Ainsi, il est appelé à ce que le pays agisse pour «anticiper les mutations qui vont façonner la réorganisation des chaînes de valeur mondiales, dont le coût serait élevé pour le pays, s’il ne prenait pas à l’avance les virages nécessaires. Le futur de ces chaînes dépendra, notamment, des nouveaux paradigmes liés à la souveraineté, à la durabilité environnementale et à l'inclusivité, du changement de comportement des consommateurs, de la disruption digitale, de l'émergence d'une géopolitique des chaînes de valeur mondiales, structurée en fonction d’intérêts de puissance plutôt que sur une base objective d’efficacité économique, ainsi que de la montée en puissance de nouveaux lieux de compétitivité, en l'occurrence les chaînes de valeur régionales», a souligné Mohammed Tawfik Mouline.
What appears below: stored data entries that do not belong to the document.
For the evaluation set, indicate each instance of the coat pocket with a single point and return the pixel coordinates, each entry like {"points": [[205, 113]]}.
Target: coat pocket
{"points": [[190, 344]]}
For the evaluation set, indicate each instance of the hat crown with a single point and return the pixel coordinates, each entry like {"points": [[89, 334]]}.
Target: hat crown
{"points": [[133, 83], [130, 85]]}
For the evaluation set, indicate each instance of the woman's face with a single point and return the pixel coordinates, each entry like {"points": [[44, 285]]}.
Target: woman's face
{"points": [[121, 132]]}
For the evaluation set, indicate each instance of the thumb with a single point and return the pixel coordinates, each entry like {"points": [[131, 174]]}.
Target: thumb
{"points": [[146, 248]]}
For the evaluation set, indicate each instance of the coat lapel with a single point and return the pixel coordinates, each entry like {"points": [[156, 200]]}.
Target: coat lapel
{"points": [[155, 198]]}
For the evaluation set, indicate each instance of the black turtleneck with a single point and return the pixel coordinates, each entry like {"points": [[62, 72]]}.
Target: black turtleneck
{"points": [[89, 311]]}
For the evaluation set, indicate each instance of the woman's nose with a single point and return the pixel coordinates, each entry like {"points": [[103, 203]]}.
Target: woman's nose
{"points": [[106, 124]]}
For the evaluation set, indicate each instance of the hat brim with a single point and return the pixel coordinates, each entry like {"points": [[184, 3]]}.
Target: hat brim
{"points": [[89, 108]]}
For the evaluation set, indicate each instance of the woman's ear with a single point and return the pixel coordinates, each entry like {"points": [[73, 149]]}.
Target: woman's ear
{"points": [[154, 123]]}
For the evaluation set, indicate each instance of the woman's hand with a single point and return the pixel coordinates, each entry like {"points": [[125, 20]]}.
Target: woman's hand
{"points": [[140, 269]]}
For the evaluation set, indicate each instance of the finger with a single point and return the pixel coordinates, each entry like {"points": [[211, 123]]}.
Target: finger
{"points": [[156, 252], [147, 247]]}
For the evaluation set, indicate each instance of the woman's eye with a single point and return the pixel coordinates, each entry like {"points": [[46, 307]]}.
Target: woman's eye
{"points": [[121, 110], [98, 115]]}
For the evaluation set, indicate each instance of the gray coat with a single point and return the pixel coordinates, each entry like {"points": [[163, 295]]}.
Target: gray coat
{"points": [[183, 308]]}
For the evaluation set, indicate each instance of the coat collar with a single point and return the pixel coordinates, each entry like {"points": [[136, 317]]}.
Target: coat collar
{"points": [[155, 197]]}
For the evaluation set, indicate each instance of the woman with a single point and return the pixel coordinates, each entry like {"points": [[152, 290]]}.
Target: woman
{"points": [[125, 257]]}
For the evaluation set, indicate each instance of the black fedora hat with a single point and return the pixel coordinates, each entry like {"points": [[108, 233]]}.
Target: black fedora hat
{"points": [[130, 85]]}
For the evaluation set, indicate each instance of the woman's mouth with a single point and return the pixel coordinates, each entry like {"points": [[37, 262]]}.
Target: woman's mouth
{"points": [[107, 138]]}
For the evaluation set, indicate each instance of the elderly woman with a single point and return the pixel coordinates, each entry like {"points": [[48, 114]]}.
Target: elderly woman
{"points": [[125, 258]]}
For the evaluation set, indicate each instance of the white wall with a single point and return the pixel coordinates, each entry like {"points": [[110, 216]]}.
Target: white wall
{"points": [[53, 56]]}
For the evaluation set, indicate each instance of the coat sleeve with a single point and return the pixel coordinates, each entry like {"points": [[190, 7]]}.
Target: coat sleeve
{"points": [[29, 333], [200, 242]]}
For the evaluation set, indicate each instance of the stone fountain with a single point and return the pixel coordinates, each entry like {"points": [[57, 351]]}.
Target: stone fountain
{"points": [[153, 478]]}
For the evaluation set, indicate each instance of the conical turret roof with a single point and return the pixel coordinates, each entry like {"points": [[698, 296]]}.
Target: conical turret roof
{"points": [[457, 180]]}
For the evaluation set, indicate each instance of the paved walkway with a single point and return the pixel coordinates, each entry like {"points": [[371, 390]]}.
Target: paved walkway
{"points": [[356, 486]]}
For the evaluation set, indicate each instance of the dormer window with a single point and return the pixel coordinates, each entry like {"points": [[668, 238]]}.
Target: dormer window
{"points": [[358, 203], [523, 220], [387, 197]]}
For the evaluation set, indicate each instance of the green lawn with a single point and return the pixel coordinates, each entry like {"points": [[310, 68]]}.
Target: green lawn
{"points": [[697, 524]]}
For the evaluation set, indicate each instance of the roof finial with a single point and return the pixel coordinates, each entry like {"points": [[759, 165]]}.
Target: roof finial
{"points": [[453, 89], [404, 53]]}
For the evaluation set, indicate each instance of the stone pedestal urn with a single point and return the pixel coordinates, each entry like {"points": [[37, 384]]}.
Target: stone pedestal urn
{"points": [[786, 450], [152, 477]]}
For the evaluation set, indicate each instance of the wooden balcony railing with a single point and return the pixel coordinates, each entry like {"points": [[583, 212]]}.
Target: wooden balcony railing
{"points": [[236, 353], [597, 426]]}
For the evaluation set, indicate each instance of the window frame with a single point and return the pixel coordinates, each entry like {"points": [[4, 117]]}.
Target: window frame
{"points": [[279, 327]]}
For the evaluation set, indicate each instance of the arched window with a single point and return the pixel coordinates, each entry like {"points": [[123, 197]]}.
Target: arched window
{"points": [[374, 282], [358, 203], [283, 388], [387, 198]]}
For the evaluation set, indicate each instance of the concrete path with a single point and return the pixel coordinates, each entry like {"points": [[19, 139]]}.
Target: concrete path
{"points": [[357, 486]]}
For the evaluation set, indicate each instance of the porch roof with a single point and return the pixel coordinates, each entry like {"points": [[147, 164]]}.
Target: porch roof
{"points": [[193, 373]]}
Par ailleurs, il est à souligner que l’étude fait état pour chacun des six secteurs analysés d’un diagnostic, d’une étude comparative avec d'autres pays et montre les perspectives de son développement à l’échelle internationale.
L’étude présente également les enjeux réels et potentiels des nouvelles tendances du secteur concerné, les scénarios possibles pour son développement, pour finir par des recommandations et des propositions sous forme de mesures opérationnelles à entreprendre. En guise de conclusion générale, le directeur général de l’IRES estime que le Maroc devrait réussir la transition d’une destination «best cost» vers une destination «haut de gamme». «À défaut de cela, les donneurs d’ordre risqueraient de se tourner vers d’autres destinations, répondant aux nouveaux paradigmes économiques, ou du moins le Maroc serait forcé de rester dans une sous-traitance industrielle de “bas de gamme”, sujette à la concurrence de nouveaux entrants “best cost” et, au mieux, d’évoluer vers une sous-traitance de “moyenne gamme”», prévient-il.